Un balzo all’indietro di un secolo e forse più che, peraltro fanno ritenere anche l’elaborazione e la formazione teorica un’inutile perdita di tempo a tutto discapito dell’attività di propaganda spicciola e di proselitismo. La qualcosa ha assunto una rilevanza ed un significato tali da indurre la stessa maggioranza dei compagni che compongono l’attuale comitato esecutivo a sottrarsi al confronto politico col dichiarare esplicitamente di non possedere i necessari strumenti teorici per una corretta valutazione delle questioni sul tappeto.

Ma -come avvertiva Lenin: “Senza teoria rivoluzionaria non può esservi movimento rivoluzionario”. A maggior ragione in una realtà come quella attuale in cui il dominio ideologico della classe dominante permea di sé ogni momento della vita quotidiana dei proletari, mai come prima d’ora in perenne concorrenza fra di loro.

E’ nostra convinzione che se non si riparte dall’elaborazione di tutte le cause della sconfitta epocale subita dal proletariato nel corso dell’ultimo secolo e che vanno ben oltre la stessa controrivoluzione russa, i proletari non potranno pervenire neppure alla coscienza di appartenere a una medesima classe di sfruttati, figuriamoci all’autorganizzazione rivoluzionaria.

Eccoci, dunque, non ad alimentare l’ennesima scissione dell’atomo, né tanto meno a costituire  un altro sedicente Partito comunista internazionalista, ma, fortemente impegnati nel tentativo di dar vita a un punto di riferimento aperto al contributo di tutti quelli che hanno a cuore le sorti del proletariato, e che ritengono che  i problemi della  rivoluzione socialista nel XXI° secolo non possano essere affrontati utilizzando gli stessi schemi interpretativi  della Terza Internazionale arretrando sulle sue posizioni quando non di quelle della Seconda o dell’economismo russo dei primi anni del secolo scorso.

Per poter ricominciare a tessere  il filo rosso spezzato da una sconfitta di dimensioni epocali occorre il coraggio di fare  punto e a capo, di – come si sul dire voltare la carta analizzando, a filo del più rigoroso materialismo storico, i profondi mutamenti che si sono prodotti nelle forme del dominio ideologico della borghesia, nell’organizzazione  e divisione internazionale del lavoro, nella composizione di classe nonché nel rapporto fra capitale e lavoro in relazione allo sviluppo delle forme del dominio imperialistico e dei processi di globalizzazione capitalistica nel corso dell’ultimo secolo.

E a chi dedicare questa nuova iniziativa se non a Onorato Damen?
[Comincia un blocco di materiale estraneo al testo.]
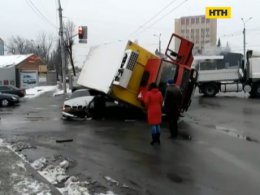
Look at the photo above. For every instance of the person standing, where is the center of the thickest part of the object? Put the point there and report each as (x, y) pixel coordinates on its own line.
(172, 105)
(153, 101)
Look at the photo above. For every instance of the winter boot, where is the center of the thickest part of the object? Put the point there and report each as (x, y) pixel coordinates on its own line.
(158, 138)
(153, 139)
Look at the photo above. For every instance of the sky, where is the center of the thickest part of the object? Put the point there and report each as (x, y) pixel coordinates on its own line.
(114, 20)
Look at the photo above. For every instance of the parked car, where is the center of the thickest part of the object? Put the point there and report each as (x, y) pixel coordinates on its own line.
(8, 99)
(77, 105)
(13, 90)
(29, 79)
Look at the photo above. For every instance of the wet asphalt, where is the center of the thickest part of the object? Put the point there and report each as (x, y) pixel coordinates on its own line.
(221, 158)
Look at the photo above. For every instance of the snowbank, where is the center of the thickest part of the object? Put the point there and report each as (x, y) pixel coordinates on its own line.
(37, 91)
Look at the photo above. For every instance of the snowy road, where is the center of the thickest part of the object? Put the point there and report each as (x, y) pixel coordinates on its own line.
(115, 156)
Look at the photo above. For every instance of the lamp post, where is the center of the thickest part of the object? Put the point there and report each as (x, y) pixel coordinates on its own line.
(159, 37)
(244, 36)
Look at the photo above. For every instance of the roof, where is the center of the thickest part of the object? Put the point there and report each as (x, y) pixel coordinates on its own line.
(12, 60)
(208, 57)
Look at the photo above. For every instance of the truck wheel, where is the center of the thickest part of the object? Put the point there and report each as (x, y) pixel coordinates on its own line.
(210, 90)
(256, 90)
(4, 103)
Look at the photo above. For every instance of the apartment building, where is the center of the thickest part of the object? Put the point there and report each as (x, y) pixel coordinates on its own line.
(201, 31)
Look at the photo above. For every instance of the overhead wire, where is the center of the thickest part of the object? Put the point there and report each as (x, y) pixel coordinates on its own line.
(153, 17)
(159, 19)
(39, 13)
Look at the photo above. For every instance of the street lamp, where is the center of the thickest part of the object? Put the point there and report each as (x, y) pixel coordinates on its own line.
(159, 37)
(244, 36)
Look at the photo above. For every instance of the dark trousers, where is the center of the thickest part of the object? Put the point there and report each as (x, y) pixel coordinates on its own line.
(155, 131)
(173, 124)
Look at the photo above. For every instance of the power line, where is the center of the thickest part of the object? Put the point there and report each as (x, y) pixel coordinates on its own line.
(159, 19)
(153, 17)
(39, 13)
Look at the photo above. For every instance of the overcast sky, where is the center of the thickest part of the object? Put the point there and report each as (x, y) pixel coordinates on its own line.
(112, 20)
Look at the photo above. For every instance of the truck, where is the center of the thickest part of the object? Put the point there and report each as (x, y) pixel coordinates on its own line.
(123, 71)
(223, 73)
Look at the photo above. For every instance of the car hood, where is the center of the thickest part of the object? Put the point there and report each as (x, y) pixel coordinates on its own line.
(7, 95)
(79, 101)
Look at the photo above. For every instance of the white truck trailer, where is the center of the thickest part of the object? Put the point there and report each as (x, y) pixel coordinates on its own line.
(217, 74)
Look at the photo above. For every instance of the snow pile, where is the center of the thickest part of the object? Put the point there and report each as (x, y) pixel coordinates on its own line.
(54, 174)
(28, 185)
(37, 91)
(61, 92)
(75, 187)
(113, 181)
(39, 164)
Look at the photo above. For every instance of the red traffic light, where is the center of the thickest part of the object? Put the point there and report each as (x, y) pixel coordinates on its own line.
(81, 32)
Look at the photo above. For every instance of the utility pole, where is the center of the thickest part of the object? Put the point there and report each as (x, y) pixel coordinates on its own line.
(159, 37)
(63, 60)
(244, 37)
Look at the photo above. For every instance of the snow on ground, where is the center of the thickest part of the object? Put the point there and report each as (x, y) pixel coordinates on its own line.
(61, 92)
(54, 174)
(36, 91)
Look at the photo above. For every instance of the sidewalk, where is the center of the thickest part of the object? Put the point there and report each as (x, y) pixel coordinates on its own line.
(18, 178)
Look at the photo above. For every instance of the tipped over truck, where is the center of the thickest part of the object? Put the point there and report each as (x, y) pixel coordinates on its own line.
(123, 71)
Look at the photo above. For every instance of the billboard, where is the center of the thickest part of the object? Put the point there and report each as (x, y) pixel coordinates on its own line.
(28, 79)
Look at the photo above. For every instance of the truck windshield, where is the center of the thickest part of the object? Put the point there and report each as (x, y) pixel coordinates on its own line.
(168, 71)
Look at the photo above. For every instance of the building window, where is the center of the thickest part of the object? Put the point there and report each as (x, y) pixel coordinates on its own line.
(183, 21)
(197, 20)
(187, 21)
(6, 82)
(203, 19)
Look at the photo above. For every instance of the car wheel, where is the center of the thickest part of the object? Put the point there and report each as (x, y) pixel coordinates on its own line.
(5, 103)
(210, 90)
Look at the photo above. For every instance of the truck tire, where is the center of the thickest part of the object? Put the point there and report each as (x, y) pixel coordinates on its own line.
(210, 90)
(5, 102)
(255, 91)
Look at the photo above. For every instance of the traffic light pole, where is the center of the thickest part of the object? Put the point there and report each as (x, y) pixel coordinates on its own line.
(63, 60)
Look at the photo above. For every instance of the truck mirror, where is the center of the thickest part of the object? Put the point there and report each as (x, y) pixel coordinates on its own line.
(145, 78)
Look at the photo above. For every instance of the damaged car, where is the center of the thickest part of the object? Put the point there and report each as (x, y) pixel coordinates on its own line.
(8, 99)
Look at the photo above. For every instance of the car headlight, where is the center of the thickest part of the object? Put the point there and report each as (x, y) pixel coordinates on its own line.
(66, 108)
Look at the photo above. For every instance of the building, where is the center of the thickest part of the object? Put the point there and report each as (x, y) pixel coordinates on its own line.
(21, 70)
(201, 31)
(2, 45)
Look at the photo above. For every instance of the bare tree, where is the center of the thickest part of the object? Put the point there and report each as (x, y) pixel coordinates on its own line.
(69, 33)
(42, 46)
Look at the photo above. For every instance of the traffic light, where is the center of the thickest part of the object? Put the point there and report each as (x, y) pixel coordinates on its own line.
(82, 34)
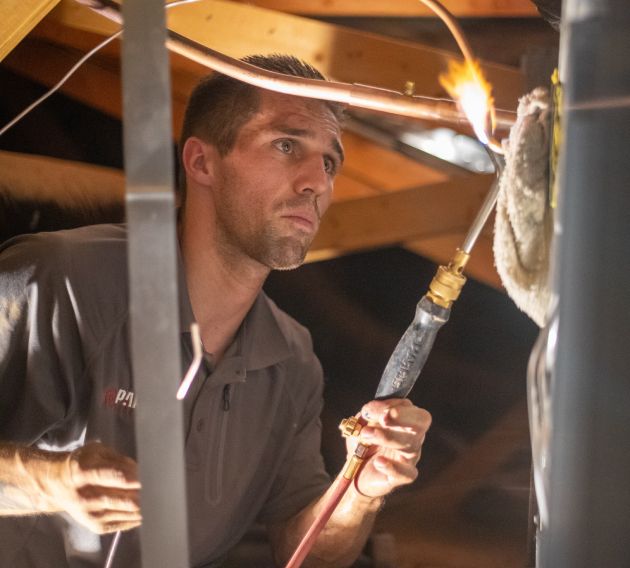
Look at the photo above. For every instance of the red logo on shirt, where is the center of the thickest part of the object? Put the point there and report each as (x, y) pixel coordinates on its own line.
(119, 398)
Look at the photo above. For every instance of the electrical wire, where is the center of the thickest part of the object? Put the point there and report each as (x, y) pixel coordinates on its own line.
(67, 76)
(112, 550)
(74, 69)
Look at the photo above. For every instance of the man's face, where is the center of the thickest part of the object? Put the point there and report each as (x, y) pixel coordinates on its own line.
(273, 187)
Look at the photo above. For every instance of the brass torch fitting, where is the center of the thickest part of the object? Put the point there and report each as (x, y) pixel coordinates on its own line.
(352, 427)
(449, 280)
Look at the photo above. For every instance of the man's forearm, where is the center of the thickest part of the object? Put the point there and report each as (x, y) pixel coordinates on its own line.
(20, 492)
(342, 539)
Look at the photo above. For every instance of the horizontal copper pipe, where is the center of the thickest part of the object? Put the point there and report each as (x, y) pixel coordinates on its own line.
(353, 95)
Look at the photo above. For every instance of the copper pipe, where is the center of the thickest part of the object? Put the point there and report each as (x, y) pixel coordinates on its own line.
(354, 95)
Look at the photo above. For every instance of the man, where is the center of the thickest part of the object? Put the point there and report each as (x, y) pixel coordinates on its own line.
(257, 175)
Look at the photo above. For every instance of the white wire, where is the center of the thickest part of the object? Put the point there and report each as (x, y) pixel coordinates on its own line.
(194, 365)
(112, 550)
(60, 83)
(74, 68)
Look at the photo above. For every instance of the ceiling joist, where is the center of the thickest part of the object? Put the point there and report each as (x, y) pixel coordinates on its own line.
(18, 18)
(399, 8)
(340, 53)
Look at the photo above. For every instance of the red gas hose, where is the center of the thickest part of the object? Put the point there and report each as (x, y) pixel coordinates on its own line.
(319, 523)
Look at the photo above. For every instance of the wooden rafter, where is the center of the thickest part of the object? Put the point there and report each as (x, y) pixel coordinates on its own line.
(17, 19)
(340, 53)
(381, 198)
(393, 8)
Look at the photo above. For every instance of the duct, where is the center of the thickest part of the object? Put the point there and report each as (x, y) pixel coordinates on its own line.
(152, 255)
(589, 497)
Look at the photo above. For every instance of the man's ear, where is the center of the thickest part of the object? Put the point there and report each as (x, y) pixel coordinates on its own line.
(199, 160)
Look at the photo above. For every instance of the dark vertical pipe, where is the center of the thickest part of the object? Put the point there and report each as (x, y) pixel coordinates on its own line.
(153, 284)
(589, 517)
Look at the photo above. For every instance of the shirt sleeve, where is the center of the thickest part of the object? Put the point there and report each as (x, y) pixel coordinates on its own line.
(302, 477)
(41, 358)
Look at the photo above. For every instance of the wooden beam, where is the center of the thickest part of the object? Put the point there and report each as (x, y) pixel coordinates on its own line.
(63, 182)
(427, 211)
(400, 8)
(18, 18)
(340, 53)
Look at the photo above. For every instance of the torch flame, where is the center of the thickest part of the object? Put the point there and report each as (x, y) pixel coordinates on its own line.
(466, 84)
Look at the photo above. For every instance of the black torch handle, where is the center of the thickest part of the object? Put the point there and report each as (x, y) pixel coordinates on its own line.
(412, 351)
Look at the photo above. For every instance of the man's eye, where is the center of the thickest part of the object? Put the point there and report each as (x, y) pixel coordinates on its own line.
(285, 146)
(329, 166)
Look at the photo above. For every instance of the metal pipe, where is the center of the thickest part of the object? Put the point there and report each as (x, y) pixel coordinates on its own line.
(354, 95)
(589, 496)
(486, 207)
(153, 306)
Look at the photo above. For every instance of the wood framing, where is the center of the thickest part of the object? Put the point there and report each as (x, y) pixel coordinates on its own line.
(18, 18)
(398, 8)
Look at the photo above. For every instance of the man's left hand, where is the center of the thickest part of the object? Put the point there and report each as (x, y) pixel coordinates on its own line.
(396, 430)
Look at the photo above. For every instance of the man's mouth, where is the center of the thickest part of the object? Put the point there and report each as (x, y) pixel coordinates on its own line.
(304, 219)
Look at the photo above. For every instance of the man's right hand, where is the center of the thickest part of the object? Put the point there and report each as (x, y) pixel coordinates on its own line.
(96, 486)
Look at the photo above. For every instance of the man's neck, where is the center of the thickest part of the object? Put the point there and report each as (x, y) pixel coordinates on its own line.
(222, 288)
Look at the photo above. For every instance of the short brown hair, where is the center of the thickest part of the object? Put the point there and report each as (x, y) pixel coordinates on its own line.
(219, 106)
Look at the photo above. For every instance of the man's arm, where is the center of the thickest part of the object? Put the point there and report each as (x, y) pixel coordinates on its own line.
(396, 432)
(95, 485)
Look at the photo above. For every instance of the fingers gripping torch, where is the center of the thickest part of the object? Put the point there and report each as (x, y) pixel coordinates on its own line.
(407, 359)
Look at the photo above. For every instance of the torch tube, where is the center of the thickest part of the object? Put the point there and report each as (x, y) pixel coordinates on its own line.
(411, 353)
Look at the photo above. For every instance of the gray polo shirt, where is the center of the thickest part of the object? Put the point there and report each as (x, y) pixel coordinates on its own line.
(252, 425)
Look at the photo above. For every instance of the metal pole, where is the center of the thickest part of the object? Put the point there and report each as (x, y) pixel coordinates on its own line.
(589, 500)
(154, 311)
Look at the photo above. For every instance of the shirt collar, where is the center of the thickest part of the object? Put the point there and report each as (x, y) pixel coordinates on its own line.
(260, 341)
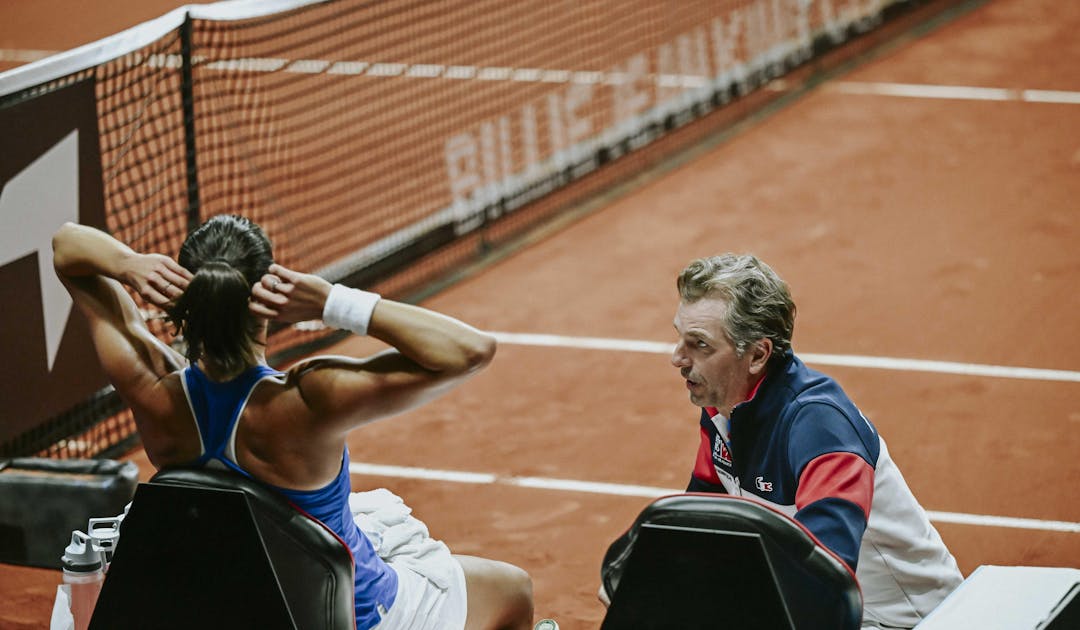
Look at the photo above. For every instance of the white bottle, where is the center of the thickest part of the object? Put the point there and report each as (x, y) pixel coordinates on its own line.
(83, 576)
(104, 535)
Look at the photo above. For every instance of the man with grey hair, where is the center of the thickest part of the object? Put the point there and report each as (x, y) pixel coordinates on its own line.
(774, 430)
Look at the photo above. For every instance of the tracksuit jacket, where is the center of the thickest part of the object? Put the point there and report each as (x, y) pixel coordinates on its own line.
(800, 445)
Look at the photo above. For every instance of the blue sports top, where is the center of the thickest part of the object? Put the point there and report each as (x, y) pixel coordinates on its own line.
(216, 407)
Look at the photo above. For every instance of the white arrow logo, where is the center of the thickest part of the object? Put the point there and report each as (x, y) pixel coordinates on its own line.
(34, 204)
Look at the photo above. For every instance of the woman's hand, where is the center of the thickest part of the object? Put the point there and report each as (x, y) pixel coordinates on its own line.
(289, 296)
(157, 278)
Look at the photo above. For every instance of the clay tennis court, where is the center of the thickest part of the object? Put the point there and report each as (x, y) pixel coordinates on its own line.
(925, 208)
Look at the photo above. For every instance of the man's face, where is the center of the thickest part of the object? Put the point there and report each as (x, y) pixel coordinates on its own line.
(706, 359)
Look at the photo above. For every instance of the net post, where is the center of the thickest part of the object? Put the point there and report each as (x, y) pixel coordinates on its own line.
(187, 90)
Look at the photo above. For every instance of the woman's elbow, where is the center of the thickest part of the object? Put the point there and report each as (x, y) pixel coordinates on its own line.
(481, 351)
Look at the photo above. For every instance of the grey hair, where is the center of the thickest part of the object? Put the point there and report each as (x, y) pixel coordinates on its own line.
(759, 303)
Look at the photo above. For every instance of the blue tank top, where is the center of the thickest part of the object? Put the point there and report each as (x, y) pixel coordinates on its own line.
(216, 407)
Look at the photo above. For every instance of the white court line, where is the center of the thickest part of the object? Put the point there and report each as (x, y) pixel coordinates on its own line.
(650, 492)
(954, 92)
(842, 360)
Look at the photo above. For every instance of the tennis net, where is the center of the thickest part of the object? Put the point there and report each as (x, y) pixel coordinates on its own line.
(385, 143)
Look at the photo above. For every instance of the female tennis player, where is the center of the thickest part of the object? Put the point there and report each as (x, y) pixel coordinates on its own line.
(221, 405)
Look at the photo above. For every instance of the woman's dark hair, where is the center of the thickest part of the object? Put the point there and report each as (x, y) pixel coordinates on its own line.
(227, 255)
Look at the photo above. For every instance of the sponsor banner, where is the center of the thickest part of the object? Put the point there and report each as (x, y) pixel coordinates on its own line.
(50, 173)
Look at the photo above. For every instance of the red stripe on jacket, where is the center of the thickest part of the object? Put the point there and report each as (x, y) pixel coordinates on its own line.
(844, 476)
(703, 468)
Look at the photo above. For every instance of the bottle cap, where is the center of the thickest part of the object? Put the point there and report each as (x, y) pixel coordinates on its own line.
(80, 555)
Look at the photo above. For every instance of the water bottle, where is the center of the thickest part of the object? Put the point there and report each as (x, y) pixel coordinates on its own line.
(104, 534)
(82, 576)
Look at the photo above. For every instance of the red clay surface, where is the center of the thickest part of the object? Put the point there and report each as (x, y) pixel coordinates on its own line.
(907, 228)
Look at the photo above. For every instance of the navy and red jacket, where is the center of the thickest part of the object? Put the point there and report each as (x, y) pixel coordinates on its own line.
(799, 444)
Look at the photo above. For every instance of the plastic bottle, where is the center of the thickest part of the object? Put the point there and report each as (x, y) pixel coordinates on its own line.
(104, 534)
(83, 576)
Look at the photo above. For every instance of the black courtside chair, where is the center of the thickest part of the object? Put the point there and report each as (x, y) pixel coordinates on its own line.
(214, 549)
(715, 561)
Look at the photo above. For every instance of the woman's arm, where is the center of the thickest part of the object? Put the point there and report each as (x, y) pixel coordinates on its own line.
(92, 265)
(431, 352)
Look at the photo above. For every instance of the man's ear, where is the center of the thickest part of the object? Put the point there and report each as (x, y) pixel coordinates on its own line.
(759, 353)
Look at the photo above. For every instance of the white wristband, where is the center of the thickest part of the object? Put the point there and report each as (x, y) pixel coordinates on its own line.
(349, 309)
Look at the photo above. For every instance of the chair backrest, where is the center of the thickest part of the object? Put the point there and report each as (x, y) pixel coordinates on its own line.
(710, 561)
(214, 549)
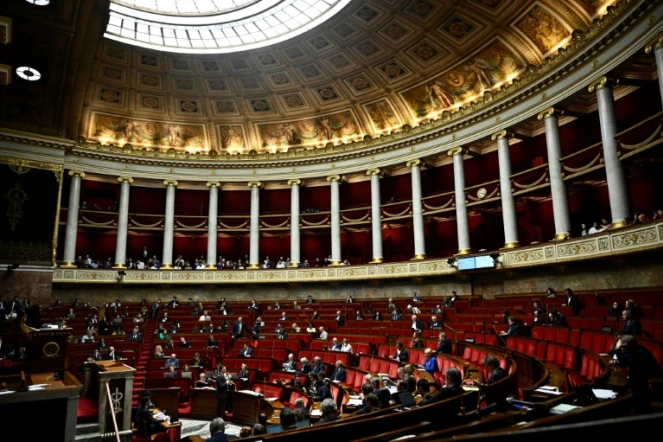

Non solo perché egli, avvertendo che l’esperienza del Partito comunista d’Italia, del quale era stato uno dei fondatori, stava esaurendosi, fu il principale animatore del Comitato d’Intesa (il primo tentativo di organizzazione dell’opposizione antistalinista), ma soprattutto perchè, meglio di tutti, all’interno della Sinistra comunista italiana, comprese  quanto, in assenza di una bussola saldamente orientata nel senso del materialismo storico, fosse labile il confine fra meccanicismo e idealismo, fra Marx ed Hegel e fallace l’idea della rivoluzione che si fa da sé.



[1] Lenin scrive il Che Fare?, da cui questa citazione è tratta, prima che l’ala rivoluzionaria del Partito socialdemocratico russo, di cui egli era il maggior esponente, si staccasse dal partito per dar vita, nel 1912, al raggruppamento dei bolscevichi e che, nel 1918, assunse il nome definitivo di Partito comunista russo.